Friday 25 June 2010

Education in the workplace

The following is an extract from an article in Business Week. In it, the writer argues to what extent an online programme that helps employees at Wall-Mart get university credits. I find the following extract very interesting. What's your opinion of it? You may click on those words you find more difficult. The full article can be found at http://www.businessweek.com/managing/content/jun2010/ca20100617_324567.htm

The Intellectual vs. the Manager

Too often, we consider learning to be something done stiffly, in a classroom. But that's silly. "Learning is a continuing biological process," Drucker said. "It begins at conception and ends only at death. We further know that learning is not an activity of one specific learning organ—the mind or the intellect. It is a process in which the whole person is engaged: the hand, the eye, the nervous system, the brain."

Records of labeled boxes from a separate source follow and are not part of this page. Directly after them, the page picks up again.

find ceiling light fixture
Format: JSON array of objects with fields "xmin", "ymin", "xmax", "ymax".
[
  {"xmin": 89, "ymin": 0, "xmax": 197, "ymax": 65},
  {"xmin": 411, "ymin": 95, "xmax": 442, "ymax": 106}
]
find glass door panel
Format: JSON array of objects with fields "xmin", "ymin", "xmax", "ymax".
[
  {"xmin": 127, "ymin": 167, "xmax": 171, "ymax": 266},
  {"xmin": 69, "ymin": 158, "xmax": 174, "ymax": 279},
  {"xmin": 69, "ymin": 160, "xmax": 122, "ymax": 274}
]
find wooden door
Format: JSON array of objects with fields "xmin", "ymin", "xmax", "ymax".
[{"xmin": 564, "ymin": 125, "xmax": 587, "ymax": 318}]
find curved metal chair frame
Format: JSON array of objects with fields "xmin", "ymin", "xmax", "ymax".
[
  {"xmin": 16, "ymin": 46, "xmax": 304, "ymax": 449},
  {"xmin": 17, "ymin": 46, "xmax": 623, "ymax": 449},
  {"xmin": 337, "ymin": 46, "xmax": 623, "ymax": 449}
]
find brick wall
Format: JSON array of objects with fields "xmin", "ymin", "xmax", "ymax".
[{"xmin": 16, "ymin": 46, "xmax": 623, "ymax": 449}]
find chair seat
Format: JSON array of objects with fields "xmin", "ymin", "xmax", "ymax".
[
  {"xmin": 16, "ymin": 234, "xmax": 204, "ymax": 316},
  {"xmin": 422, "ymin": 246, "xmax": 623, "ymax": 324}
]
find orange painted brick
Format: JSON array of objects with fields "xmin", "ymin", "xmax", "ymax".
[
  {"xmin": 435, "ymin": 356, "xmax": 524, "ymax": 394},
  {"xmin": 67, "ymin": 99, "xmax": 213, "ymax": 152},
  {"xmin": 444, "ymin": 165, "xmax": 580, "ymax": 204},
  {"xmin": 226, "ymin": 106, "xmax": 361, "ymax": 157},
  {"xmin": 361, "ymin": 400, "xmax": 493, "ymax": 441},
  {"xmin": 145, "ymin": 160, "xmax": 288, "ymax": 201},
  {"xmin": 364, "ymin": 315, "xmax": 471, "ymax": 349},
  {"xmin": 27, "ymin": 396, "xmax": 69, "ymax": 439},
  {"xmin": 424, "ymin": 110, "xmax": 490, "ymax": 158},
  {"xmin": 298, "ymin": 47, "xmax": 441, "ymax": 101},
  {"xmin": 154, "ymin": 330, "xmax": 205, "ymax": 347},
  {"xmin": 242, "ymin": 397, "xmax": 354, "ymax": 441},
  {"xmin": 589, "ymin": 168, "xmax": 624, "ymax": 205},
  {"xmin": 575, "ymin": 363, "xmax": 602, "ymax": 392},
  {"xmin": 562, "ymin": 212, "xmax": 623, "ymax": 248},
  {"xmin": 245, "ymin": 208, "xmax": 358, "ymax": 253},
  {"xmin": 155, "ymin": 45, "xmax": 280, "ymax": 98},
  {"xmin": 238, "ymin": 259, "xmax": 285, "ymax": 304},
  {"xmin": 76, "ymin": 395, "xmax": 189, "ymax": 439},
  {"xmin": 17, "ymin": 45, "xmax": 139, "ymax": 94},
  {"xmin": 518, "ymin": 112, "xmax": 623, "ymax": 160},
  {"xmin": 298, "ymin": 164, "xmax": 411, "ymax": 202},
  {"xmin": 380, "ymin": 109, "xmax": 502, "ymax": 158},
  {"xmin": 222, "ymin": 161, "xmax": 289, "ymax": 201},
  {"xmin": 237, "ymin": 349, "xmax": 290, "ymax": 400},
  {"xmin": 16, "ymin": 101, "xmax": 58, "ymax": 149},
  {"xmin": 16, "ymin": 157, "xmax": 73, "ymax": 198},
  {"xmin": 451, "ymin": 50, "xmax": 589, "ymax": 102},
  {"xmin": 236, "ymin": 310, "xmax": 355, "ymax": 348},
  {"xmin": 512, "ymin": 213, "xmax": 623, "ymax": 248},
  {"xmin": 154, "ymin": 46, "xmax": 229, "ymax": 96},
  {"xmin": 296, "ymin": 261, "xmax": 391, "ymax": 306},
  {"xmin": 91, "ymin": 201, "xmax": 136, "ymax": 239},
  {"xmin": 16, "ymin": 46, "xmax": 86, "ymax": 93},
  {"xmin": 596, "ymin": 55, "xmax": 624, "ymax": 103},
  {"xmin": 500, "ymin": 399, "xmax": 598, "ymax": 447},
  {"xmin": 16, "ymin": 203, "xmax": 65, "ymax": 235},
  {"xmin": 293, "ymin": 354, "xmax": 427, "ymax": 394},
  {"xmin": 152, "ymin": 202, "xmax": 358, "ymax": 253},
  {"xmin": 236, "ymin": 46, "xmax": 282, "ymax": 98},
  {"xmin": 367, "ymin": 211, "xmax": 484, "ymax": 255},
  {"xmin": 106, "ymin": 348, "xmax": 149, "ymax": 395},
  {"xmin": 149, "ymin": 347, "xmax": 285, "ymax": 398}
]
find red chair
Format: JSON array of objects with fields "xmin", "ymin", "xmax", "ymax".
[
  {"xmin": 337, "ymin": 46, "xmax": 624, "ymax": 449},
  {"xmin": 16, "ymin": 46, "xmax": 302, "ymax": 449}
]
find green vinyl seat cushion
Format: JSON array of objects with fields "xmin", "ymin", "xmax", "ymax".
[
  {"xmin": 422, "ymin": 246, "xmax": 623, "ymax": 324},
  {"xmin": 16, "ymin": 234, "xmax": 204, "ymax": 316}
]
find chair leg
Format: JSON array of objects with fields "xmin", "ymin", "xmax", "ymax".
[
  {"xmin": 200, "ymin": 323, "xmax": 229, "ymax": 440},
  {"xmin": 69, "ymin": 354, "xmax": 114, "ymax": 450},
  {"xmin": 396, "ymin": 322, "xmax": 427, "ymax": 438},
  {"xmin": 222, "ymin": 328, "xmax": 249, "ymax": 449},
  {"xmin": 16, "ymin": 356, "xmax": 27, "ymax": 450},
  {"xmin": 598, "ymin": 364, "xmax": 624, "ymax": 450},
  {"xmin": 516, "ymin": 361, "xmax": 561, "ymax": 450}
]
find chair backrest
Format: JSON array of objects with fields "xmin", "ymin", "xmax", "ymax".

Being able to use all of these assets, Drucker suggested, will increasingly come to define "the educated person." More and more, he wrote in his 1993 book Post-Capitalist Society, we are going to "have to be prepared to live and work simultaneously in two cultures—that of 'the intellectual,' who focuses on words and ideas, and that of the 'manager,' who focuses on people and work.

"The intellectual's world, unless counterbalanced by the manager, becomes one in which everybody 'does his own thing' but nobody achieves anything. The manager's world, unless counterbalanced by the intellectual, becomes the stultifying bureaucracy of the 'Organization Man.' But if the two balance each other, there can be creativity and order, fulfillment and mission."